- Born: 2 August 1948 London, England
- Died: 19 February 2023 (aged 74)
- Education: Swansea University University of London
- Scientific career
- Fields: Geology, stratigraphy, palæontology
- Workplaces: British Geological Survey (BGS)

= Beris Cox =

British biostratigrapher and palaeontologist

Beris Mary Cox (2 August 1948 – 19 February 2023) was a British biostratigrapher and palaeontologist. She specialised in Jurassic era invertebrate macrofaunas, particularly ammonites, in the context of biozonization and chronostratigraphy.

== Biography ==
Cox was born in London, England. She studied geology at the University of Wales, Swansea, graduating in 1969, and later completed her PhD, awarded by University of London, in 1981. She researched Callovian perisphinctid ammonites for her thesis.

In 1969, Cox was appointed to the role of palaeontologist by the Institute of Geological Sciences (IGS), later known as the British Geological Survey (BGS), and was one of the first women to be appointed to the scientific grades of that organisation.

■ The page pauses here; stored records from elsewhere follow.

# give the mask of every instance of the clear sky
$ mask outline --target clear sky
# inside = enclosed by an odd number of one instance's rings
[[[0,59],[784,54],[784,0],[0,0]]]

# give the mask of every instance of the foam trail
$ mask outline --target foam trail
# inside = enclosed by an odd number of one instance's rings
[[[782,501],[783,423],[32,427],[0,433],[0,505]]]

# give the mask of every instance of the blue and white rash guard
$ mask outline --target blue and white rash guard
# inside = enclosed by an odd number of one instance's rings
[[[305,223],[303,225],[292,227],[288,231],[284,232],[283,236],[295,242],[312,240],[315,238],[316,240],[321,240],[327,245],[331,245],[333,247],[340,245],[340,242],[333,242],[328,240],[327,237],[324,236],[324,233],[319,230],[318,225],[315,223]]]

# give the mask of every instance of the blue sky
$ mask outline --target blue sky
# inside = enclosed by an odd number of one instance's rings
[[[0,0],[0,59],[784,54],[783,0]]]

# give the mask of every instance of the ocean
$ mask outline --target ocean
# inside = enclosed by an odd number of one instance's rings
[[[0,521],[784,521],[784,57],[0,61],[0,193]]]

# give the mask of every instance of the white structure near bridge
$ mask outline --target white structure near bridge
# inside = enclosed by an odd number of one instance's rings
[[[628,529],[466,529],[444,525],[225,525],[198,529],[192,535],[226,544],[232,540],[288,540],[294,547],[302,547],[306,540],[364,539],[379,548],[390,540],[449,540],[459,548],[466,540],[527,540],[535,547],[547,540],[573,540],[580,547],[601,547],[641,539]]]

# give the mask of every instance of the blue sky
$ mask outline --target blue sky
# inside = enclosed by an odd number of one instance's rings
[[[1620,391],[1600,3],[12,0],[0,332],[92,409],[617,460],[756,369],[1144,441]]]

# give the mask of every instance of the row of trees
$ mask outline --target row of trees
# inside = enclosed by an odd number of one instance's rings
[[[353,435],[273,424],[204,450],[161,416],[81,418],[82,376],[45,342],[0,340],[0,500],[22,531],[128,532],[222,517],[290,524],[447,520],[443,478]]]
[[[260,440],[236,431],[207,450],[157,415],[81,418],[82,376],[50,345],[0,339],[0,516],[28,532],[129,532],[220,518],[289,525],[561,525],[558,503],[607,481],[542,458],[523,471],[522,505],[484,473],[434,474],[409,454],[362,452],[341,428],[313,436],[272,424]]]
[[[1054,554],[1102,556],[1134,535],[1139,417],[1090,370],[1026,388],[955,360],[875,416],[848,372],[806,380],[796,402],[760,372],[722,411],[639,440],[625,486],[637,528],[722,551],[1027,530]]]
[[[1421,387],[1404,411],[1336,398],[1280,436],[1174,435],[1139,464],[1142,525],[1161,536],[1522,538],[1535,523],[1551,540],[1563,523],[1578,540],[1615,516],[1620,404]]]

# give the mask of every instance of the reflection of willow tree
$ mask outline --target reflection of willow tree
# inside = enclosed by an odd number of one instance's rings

Cox was a Fellow of the Geological Society of London and a Chartered Geologist, and was also a council member of the Palaeontological Association and editor of their journal Palaeontology until 1999. She was a council member of the Palaeontographical Society and editor of their Monographs 2008-2018, and was their Vice-President from 2015 until 2017. She was also a council member and Indoor Meetings Secretary for the East Midlands Geological Society 2001-2008, and was a council member and Treasurer of the Geological Society's History of Geology Group (HOGG) and editor of HOGG Newsletter 2007-2019. She was also a member of the Geological Curators' Group, the Geologists' Association and Yorkshire Geological Society.

Some of Cox's most notable scholarly papers introduced the concept of bed recognition and regional correlation in Jurassic mudstones by combining palaeontological, lithological, and sedimentological approaches. She contributed to over 70 publications during her career, including numerous British Geological Survey reports and Memoirs, as well as Unlocking the Stratigraphical Record: Advances in Modern Stratigraphy. She co-authored the Geological Conservation Review volumes on British Middle and Upper Jurassic stratigraphy.